The raw data look like this:
mydf <- structure(list(id = c("21996", "21996", "21996", "21996", "21996",
"25294", "25294", "25294", "25294", "25294", "62410", "62410",
"62410", "62410", "62410", "62656", "62656", "62656", "62656",
"62656", "00073", "00073", "00073", "00073", "00073", "31337",
"31337", "31337", "31337", "31337"), dtype = c("BB", "BB", "BB",
"CT", "OR", "BS", "CT", "OR", "OR", "OR", "BA", "BA", "CT", "CT",
"OR", "BC", "CT", "OR", "OR", "OR", "BS", "OR", "OR", "OR", "OR",
"BS", "CT", "OR", "OR", "OR"), code = c("6120", "6126", "6158",
"LEAD", "COMS", "6472", "DIAB", "2121", "3311", "6360", "4201",
"4409A", "ISLM", "LJCU", "4211", "5363", "SALE", "6125", "6127",
"BSAD", "7269", "4231", "4233", "7270", "BSAD", "6380", "SALE",
"6127", "6181", "BSAD")), row.names = c(NA, -30L), class = c("tbl_df",
"tbl", "data.frame"))
For each unique id I would like to create columns listing their first major, second major, third major, and so on, followed by their first minor, second minor, and so on, and closing with their first certificate, second c certificate, and so on.
dtype values of CT represent a certificate
dtype values of OR represent a minor
!dtype %in% c("CT, "OR) represent a major
Each unique value of code represents the unique major/minor/certificate
The resulting data frame will be as follows:
out.df <- structure(list(id = c(21996, 25294, 62410, 62656, 73, 31337),
major1 = c(6120, 6472, 4201, 5363, 7269, 6380), major2 = c("6126",
NA, "4409A", NA, NA, NA), major3 = c(6158, NA, NA, NA, NA,
NA), major4 = c(NA, NA, NA, NA, NA, NA), minor1 = c("COMS",
"2121", "4211", "6125", "4231", "6127"), minor2 = c(NA, 3311,
NA, 6127, 4233, 6181), minor3 = c(NA, "6360", NA, "BSAD",
"7270", "BSAD"), minor4 = c(NA, NA, NA, NA, "BSAD", NA),
cert1 = c("LEAD", "DIAB", "ISLM", "SALE", NA, "SALE"), cert2 = c(NA,
NA, "LJCU", NA, NA, NA), cert3 = c(NA, NA, NA, NA, NA, NA
), cert4 = c(NA, NA, NA, NA, NA, NA)), row.names = c(NA,
-6L), class = c("tbl_df", "tbl", "data.frame"))

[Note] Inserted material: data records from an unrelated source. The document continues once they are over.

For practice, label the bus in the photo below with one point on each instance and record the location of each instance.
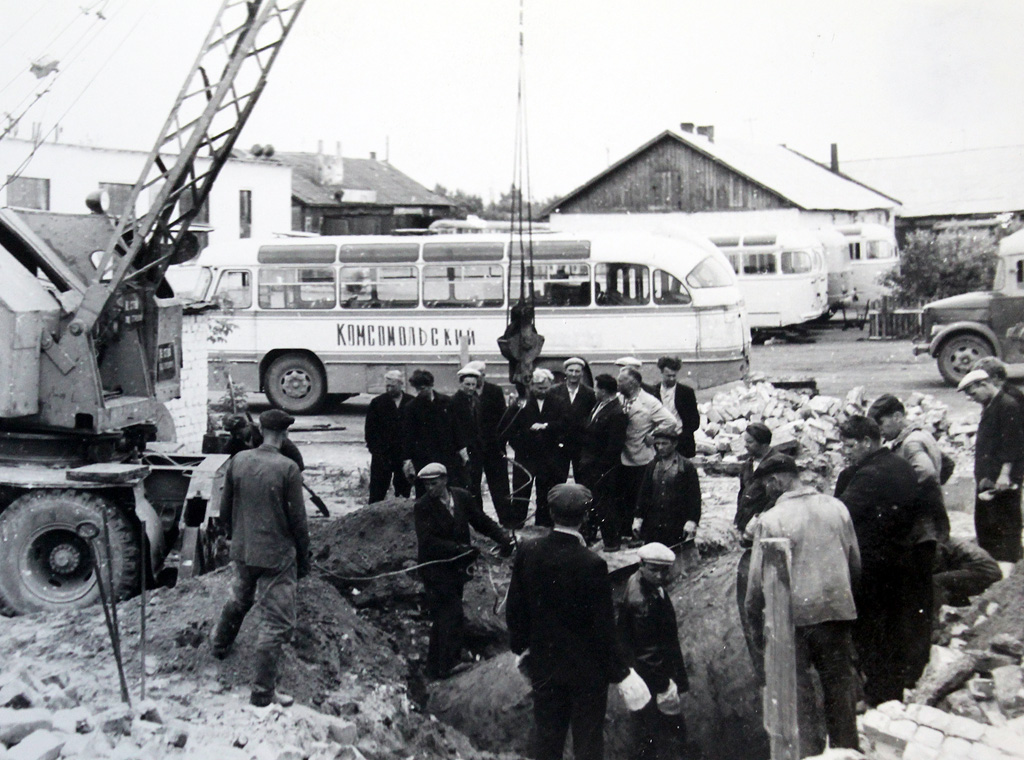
(782, 276)
(872, 254)
(305, 318)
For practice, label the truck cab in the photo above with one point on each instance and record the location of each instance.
(962, 329)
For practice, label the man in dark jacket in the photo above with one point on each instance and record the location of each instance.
(600, 456)
(442, 517)
(649, 633)
(535, 430)
(880, 489)
(383, 435)
(496, 466)
(265, 519)
(998, 467)
(669, 503)
(562, 624)
(429, 432)
(579, 400)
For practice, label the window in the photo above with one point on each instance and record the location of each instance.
(622, 285)
(556, 285)
(796, 262)
(463, 285)
(306, 287)
(29, 193)
(710, 273)
(246, 215)
(379, 287)
(235, 290)
(668, 289)
(759, 263)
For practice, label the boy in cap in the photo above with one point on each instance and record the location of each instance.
(823, 567)
(649, 633)
(561, 623)
(669, 503)
(442, 517)
(265, 519)
(998, 467)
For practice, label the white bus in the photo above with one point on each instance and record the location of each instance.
(872, 253)
(782, 276)
(307, 318)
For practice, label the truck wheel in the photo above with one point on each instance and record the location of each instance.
(957, 355)
(296, 384)
(45, 565)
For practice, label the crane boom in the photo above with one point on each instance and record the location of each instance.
(214, 103)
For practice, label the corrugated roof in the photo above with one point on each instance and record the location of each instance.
(799, 179)
(392, 187)
(985, 180)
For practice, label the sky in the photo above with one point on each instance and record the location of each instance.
(431, 84)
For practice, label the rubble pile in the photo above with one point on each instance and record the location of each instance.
(802, 420)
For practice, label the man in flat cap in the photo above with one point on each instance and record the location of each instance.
(669, 503)
(534, 426)
(496, 467)
(824, 565)
(998, 467)
(384, 440)
(578, 399)
(649, 633)
(265, 520)
(442, 517)
(561, 623)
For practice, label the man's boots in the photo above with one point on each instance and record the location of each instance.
(263, 691)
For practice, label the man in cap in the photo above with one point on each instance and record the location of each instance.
(931, 526)
(496, 466)
(824, 564)
(534, 427)
(669, 503)
(680, 399)
(880, 489)
(579, 400)
(561, 623)
(428, 432)
(442, 517)
(998, 467)
(383, 438)
(644, 414)
(265, 520)
(649, 633)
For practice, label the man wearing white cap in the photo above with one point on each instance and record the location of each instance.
(649, 633)
(382, 426)
(998, 467)
(579, 400)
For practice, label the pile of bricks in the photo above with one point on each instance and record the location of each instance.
(807, 422)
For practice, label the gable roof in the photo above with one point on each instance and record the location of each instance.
(392, 187)
(799, 179)
(983, 180)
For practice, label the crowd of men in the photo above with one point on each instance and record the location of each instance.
(868, 565)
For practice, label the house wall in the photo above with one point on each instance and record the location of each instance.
(74, 171)
(670, 176)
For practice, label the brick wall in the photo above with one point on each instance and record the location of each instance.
(189, 411)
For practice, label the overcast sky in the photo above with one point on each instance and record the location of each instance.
(432, 83)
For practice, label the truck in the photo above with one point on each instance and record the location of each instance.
(960, 330)
(90, 348)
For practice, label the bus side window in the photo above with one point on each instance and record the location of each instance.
(668, 289)
(235, 289)
(622, 285)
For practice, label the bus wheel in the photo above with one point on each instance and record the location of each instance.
(957, 355)
(45, 564)
(296, 384)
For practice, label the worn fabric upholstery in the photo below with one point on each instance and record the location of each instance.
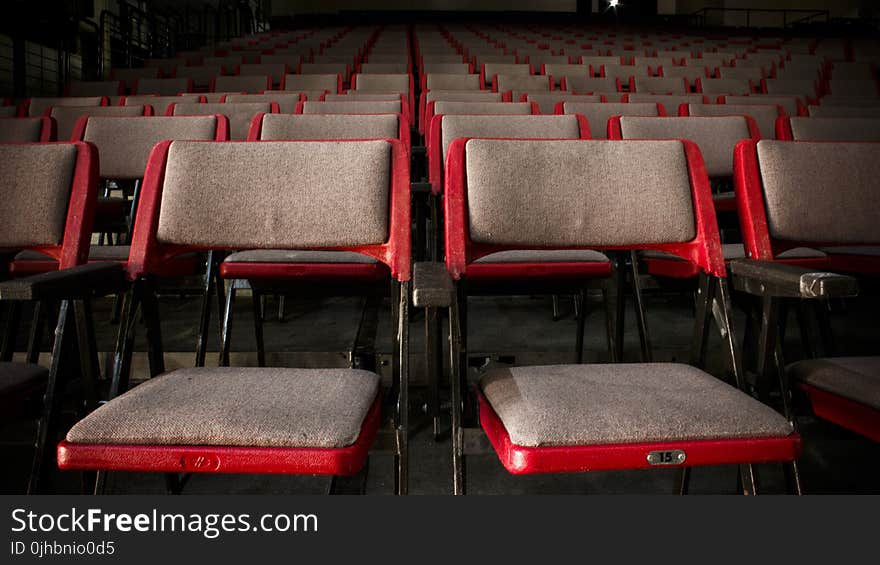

Looks to me like I should be able to create placeholder columns that represent majors, minors, certs 1 through 4, and then pull in unique values of code for each dtype, inserting NA if the student has only one major, one minor, etc. However, the secret sauce is eluding me. I have a feeling that I can combine tidyr and dplyr to solve this but am drawing blanks. As usual, any and all leads are mucho mucho appreciated.